Quand j’étais manager, j’avais souvent des sales qui râlaient sur les leads. Je leur disais : « OK, mais notez pourquoi. Dites au marketing ce qui ne va pas. Sinon, ils ne pourront jamais améliorer la qualité des prospects. »
C’est exactement ça. L’alignement sales et marketing, ce n’est pas une réunion trimestrielle avec des slides. C’est un process continu de retours, d’ajustements et d’amélioration mutuelle.
Concrètement, ça veut dire :
- partager chaque semaine les retours terrain des commerciaux (objections, attentes, signaux faibles) ;
- croiser ces retours avec les campagnes marketing en cours ;
- ajuster le ciblage, les messages ou les offres selon les données réelles.
💡 Bonus : quand les équipes marketing entendent directement les verbatims clients des commerciaux, leurs messages deviennent instantanément plus justes.
Et inversement, quand les commerciaux voient les résultats des campagnes (impressions, clics, taux de réengagement), ils comprennent mieux la valeur du travail marketing.
3. Partager les données, pas seulement les objectifs
Le vrai alignement se joue sur la data partagée.
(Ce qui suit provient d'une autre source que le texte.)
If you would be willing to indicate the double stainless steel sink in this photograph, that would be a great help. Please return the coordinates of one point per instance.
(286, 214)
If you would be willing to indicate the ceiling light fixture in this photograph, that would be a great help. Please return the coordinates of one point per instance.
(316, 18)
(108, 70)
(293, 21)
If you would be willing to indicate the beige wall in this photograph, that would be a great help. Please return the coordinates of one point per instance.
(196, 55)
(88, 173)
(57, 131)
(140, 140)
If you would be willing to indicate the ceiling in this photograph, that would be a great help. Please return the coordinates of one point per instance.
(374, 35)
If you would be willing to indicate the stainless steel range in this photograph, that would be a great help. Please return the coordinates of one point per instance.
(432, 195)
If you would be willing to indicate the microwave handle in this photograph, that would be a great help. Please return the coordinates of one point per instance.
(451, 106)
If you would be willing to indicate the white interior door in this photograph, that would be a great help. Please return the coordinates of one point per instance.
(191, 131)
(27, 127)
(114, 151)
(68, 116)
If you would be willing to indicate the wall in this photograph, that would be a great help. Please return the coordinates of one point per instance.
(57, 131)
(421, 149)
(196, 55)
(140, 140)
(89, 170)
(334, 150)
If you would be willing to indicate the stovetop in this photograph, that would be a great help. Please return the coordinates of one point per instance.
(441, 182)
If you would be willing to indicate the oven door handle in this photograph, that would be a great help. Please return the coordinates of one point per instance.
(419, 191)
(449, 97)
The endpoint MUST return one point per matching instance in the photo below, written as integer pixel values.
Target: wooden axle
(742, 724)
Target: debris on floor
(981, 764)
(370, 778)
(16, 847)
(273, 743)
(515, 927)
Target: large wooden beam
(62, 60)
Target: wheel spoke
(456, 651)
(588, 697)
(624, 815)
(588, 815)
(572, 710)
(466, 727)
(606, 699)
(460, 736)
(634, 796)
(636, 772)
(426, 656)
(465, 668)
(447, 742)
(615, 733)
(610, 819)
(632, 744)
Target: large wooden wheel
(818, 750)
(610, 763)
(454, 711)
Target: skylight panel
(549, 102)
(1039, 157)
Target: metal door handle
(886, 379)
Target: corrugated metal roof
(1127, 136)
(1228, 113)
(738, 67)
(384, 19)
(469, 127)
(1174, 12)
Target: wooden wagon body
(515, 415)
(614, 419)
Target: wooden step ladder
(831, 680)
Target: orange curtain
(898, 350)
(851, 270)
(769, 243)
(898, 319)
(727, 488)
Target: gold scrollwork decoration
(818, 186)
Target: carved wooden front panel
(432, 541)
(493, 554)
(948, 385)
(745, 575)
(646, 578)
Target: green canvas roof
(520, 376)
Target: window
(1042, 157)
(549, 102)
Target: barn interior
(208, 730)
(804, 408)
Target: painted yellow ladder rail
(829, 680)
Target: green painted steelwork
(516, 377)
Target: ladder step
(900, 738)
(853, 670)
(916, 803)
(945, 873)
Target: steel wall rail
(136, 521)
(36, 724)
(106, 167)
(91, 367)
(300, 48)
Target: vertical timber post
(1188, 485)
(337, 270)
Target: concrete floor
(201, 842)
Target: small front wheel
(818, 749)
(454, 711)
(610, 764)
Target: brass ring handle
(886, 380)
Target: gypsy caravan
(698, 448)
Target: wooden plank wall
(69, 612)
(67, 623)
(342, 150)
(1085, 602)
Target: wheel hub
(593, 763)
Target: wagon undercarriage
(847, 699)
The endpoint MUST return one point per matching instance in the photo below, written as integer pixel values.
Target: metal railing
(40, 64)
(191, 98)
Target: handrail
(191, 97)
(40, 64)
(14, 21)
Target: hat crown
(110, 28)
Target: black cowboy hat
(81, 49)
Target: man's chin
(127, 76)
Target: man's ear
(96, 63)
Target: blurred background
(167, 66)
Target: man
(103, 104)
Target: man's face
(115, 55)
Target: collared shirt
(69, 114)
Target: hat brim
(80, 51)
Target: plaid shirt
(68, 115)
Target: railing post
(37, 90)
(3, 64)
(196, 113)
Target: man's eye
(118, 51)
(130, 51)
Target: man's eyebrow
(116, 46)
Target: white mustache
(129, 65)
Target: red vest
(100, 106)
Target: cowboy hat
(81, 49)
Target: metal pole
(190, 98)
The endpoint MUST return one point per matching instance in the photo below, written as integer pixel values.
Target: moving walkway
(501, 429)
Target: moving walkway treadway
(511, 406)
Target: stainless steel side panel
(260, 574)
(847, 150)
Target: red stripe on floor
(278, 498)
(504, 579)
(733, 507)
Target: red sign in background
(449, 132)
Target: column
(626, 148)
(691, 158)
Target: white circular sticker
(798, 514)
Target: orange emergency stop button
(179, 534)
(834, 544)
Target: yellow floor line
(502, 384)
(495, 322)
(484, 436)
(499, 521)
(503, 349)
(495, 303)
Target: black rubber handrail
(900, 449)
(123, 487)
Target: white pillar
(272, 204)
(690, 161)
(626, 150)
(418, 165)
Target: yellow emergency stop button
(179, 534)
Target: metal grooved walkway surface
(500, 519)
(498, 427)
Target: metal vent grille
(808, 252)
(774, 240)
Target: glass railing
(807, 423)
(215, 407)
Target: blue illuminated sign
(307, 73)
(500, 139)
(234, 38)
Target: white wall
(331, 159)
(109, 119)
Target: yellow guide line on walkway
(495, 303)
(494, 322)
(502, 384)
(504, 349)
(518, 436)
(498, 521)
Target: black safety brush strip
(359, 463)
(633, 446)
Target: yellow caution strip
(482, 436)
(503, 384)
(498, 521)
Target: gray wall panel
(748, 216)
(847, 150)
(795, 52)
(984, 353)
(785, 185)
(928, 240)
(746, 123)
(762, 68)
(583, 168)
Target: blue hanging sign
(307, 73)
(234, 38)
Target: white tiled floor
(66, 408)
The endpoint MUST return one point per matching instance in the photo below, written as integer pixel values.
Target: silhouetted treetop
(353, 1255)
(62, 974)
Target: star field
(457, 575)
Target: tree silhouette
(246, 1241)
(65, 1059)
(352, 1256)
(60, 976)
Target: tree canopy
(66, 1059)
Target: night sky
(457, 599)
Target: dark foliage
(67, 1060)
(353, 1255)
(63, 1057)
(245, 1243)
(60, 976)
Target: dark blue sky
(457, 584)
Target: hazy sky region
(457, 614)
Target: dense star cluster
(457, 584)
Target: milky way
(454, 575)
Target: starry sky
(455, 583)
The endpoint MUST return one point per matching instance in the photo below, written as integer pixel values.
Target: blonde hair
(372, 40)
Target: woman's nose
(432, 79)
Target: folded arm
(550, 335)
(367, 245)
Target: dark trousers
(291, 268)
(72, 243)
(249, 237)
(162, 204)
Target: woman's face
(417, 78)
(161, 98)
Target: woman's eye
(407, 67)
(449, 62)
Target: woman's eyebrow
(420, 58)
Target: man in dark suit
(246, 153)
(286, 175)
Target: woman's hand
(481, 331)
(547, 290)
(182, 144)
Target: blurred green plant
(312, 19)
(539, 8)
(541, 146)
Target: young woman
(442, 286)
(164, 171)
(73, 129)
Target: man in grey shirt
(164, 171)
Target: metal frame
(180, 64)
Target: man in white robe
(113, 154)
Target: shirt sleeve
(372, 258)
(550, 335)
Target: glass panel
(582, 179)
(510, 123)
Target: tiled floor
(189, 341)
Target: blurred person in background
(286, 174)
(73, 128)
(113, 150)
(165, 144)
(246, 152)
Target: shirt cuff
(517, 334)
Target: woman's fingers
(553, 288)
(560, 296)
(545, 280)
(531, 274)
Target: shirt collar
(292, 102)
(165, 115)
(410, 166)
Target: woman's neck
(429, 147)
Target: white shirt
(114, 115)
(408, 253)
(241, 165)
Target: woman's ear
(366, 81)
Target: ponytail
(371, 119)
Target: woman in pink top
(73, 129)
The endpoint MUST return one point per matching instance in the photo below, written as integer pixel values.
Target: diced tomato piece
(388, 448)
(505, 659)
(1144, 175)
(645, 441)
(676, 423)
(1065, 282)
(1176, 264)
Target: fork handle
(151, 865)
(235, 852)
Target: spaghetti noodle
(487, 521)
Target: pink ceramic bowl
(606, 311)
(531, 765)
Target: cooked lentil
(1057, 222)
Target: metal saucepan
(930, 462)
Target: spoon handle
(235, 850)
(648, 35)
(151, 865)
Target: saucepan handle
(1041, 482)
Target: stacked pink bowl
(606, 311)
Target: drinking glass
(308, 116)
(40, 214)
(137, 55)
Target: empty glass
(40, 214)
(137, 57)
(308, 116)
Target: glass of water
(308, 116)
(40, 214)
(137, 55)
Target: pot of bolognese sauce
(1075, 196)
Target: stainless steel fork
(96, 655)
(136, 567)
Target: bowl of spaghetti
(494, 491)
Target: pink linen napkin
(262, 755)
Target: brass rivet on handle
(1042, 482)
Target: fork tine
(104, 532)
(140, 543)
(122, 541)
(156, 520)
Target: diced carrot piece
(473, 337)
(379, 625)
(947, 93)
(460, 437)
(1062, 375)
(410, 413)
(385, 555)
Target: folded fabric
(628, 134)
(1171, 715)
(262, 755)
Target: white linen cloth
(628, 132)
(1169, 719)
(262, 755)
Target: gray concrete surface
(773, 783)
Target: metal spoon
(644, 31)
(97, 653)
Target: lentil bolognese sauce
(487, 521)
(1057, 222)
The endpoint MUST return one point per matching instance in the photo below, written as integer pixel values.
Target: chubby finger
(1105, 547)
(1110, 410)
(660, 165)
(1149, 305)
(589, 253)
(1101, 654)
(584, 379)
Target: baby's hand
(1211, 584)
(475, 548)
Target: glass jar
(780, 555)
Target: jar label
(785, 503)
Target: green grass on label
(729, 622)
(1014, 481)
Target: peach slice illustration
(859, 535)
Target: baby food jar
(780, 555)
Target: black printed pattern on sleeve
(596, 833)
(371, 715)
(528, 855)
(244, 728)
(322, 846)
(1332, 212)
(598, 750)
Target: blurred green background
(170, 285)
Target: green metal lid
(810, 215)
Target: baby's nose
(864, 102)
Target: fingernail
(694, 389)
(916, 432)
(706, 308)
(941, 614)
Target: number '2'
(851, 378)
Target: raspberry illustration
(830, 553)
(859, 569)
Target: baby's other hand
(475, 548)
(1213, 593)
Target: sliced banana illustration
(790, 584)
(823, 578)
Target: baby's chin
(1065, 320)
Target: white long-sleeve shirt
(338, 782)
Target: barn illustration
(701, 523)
Les outils (CRM, dashboard, automations) sont utiles uniquement s’ils servent un dialogue.
Sandra le dit avec franchise :
Tu peux avoir le meilleur CRM du monde, si personne ne le remplit, ça ne sert à rien. C’est juste une belle coquille vide.
Là encore, la clé, c’est l’usage.
Un CRM bien utilisé ne doit pas être un outil de contrôle, mais un espace de collaboration.
Le marketing y dépose les leads qualifiés, le commercial y renseigne les retours terrain. Et les deux regardent les mêmes chiffres : taux de transformation, durée du cycle de vente, coût d’acquisition, valeur client.
Ce croisement des données, c’est le cœur de la stratégie :
- le marketing comprend enfin quelles actions génèrent du business réel,
- le commercial visualise d’où viennent ses meilleurs clients,
- et la direction peut arbitrer avec une vision unifiée.
Quand tu remontes les infos terrain en temps réel, tu évites les crises. T’as pas besoin d’attendre que le chiffre tombe pour comprendre ce qui coince.
L’alignement, c’est donc avant tout une circulation fluide de la donnée, entre les humains, pas seulement entre les logiciels.
4. Cultiver la transparence (et arrêter la guerre des ego)
C’est peut-être le point le plus sensible… mais aussi le plus déterminant.
Tant que les équipes sales et marketing continueront à se comparer, à se juger ou à se justifier, la coopération restera superficielle.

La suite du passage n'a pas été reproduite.